The bins are designed to reduce rat and dog invasion and to minimize human labour, but it's not foolproof and there's always litter left on the road on my way up the spur. The empty bins often fall over, replaced in haste by the operator, and the impression is of untidiness and sometimes mayhem. Not uncommonly, if a dog looking for food, or a person, in belligerance, has knocked a bin over, the truck ignores it and moves to the next house.
The odd bits of litter that spill from bins in the tranfer from bin to truck, I pick up and put back in the empty bin. If a dog has tipped up a whole bin and spread a lot of stinky, gooey trash over an area I leave it for the householder. On my everyday walk I put aluminium cans in a bag for Jod, who sells them to a recycler, and I put plastic and paper in the recycling bin at Puffing Billy station or the News agent/post office. I don't put plastic and paper in the street bins as this all goes to landfill. I asked the council worker who regularly empties the street bins into a small truck if there's a recycling procedure for this rubbish and he said there wasn't. Seems odd to me, that the council makes a big fuss about recycling, but don't have street bins for recyclables.

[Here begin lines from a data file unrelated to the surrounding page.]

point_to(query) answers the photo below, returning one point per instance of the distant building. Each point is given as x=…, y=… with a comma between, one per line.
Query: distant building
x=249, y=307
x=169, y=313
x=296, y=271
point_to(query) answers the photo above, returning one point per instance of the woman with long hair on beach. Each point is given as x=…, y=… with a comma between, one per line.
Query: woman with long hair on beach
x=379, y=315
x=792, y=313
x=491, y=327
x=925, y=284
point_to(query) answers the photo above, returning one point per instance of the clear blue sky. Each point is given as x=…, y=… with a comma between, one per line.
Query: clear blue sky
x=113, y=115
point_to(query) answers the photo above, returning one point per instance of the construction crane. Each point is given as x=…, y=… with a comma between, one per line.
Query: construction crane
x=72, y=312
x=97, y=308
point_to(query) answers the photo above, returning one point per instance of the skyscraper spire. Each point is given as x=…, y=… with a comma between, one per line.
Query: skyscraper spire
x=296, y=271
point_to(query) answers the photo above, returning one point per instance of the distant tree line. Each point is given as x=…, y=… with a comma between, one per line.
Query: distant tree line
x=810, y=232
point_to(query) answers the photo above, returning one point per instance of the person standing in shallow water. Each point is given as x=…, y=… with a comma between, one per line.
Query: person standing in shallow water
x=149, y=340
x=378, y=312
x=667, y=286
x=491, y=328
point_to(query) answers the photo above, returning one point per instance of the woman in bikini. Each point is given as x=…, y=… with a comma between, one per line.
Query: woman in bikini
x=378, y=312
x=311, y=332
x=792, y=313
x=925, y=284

The same at the shopping mall food halls, there's no recycling bins usually.
I think of the energy and resources used in the manufacture of cans and plastic bottles and hate the thought of them going to landfill. Preventing a little of that pleases me that I've had a positive impact in a small way, every day. There's a long way to go in the community though, because often I see a tipped over bin on my walk there's plastic bottles and cans mixed in with the the other stuff. Similarly as I walk past recycling bins stuffed so full the lid is sticking up I see plasic bags and foodscraps stuffed in with the recyclables. Either those people don't know, don't care, or don't think.
The Indian Mina birds are happy on Fridays, busy on the road, scavenging around bins. And 'Snow' is always alert looking for Friday titbits.